Static Benchmarks Miss Temporal Evolution

A model that achieves 0% ASR against 2023-era attacks may still be highly vulnerable to 2025-era techniques. Current "snapshot" safety certifications test against a fixed set of known attacks at a point in time. Safety evaluations must be era-stratified to reveal which attack classes a model remains vulnerable to.

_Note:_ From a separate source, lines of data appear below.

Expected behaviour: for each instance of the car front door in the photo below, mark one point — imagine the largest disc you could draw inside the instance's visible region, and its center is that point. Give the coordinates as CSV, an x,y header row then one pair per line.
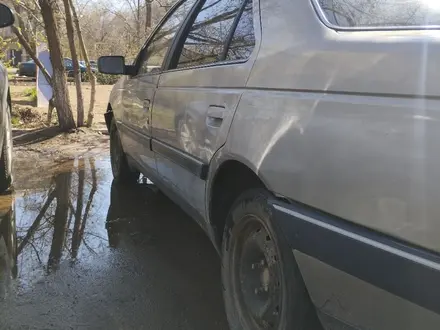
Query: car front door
x,y
140,88
197,96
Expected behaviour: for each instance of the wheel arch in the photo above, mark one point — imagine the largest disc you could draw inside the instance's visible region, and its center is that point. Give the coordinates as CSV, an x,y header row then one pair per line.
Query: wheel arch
x,y
231,178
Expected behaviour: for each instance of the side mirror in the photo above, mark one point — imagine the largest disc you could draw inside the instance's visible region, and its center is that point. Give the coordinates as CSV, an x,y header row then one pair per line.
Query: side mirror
x,y
112,65
6,16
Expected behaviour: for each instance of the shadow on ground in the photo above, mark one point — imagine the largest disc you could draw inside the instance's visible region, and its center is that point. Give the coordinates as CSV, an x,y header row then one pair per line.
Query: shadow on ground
x,y
26,137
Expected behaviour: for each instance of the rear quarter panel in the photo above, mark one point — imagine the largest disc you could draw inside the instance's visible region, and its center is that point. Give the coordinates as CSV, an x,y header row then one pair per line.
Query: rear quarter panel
x,y
348,123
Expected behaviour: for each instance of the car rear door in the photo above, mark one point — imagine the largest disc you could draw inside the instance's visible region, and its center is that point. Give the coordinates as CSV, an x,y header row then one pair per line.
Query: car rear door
x,y
198,94
141,88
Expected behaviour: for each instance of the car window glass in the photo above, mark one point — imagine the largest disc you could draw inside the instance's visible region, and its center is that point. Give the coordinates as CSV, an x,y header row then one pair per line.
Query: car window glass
x,y
157,48
376,13
243,39
205,41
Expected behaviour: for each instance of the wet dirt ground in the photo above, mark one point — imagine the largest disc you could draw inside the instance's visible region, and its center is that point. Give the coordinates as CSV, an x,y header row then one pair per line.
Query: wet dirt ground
x,y
79,252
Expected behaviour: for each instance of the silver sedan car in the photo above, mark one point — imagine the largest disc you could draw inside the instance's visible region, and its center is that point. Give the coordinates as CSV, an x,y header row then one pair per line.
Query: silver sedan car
x,y
304,138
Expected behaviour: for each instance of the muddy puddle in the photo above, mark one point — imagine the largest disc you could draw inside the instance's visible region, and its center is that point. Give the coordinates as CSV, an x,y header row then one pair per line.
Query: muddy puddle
x,y
79,251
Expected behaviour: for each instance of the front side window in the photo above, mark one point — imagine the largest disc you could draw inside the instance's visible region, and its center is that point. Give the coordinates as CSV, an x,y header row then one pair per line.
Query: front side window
x,y
154,54
381,13
206,39
243,39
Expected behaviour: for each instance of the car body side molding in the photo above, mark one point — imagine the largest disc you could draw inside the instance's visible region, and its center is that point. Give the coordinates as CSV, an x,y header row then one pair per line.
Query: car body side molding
x,y
194,165
407,271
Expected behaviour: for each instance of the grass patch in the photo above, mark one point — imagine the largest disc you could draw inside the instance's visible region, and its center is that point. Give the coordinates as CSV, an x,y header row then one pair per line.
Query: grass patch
x,y
15,121
31,93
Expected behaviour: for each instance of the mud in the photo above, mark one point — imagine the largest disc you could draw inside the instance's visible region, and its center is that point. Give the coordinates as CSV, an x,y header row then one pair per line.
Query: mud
x,y
80,252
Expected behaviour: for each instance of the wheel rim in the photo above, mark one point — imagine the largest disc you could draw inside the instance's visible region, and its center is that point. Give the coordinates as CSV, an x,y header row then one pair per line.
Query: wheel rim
x,y
257,276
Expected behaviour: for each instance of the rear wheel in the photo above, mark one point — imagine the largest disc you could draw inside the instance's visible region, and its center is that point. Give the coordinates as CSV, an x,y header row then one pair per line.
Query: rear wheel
x,y
6,156
263,287
122,172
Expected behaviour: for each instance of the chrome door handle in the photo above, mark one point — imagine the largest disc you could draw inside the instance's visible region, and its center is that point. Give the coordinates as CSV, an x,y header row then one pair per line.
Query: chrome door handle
x,y
216,112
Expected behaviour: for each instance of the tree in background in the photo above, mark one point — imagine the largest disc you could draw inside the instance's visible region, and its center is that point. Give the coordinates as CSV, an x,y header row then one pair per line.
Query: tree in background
x,y
76,69
59,83
90,73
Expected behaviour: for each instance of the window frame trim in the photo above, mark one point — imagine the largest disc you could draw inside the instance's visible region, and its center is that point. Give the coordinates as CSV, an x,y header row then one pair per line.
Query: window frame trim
x,y
323,18
237,19
137,62
174,56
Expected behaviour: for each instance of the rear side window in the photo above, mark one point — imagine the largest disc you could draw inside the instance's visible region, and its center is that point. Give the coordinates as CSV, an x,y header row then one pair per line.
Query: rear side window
x,y
154,55
381,13
205,41
243,39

The Case for Mandatory Continuous Testing

Three empirical observations support mandatory Continuous Adversarial Regression Testing (CART): (1) models that resist older attack eras can still fail on newer ones; (2) small models that are "safe through incapability" can become unsafe with minor capability improvements; (3) inverse scaling creates moving targets where safety evaluated at one scale may not hold at another.

The Zombie Model Problem

Open-weight models cannot be patched or recalled once downloaded. If the medium-scale vulnerability pattern holds at larger sample sizes, widely deployed open-weight models represent a persistent adversarial risk that grows as new attack techniques are discovered.

Recommendations

For Regulators

  1. Supplement compute thresholds with capability-based adversarial evaluation. Require models in high-risk contexts be tested against era-stratified jailbreak batteries, not just current-generation attacks.
  2. Mandate era-stratified ASR reporting. Aggregate safety metrics mask era-specific vulnerabilities. Per-era breakdowns reveal which attack classes a model remains exposed to.
  3. Establish CART requirements for high-risk deployments. Require quarterly adversarial regression testing with retro-holdout sets maintained by an independent body.

For Model Developers

  1. Invest in semantic-level safety. The decode-then-refuse pattern is more robust than API-level pattern matching or incapability-based safety. Safety alignment that operates at the level of understanding intent generalizes better across attack eras.
  2. Treat reasoning architecture as a distinct risk factor. Reasoning models require safety evaluations beyond those applied to standard instruction-following models.

For Deployers

Do not assume that model scale implies safety. Deployment risk assessments should be based on empirical adversarial testing against current attack taxonomies, not model size.

Limitations

Research Context

This brief presents pattern-level findings from the Failure-First adversarial AI safety research project. It does not contain operational attack instructions. All findings are published to advance the collective understanding of AI safety evaluation.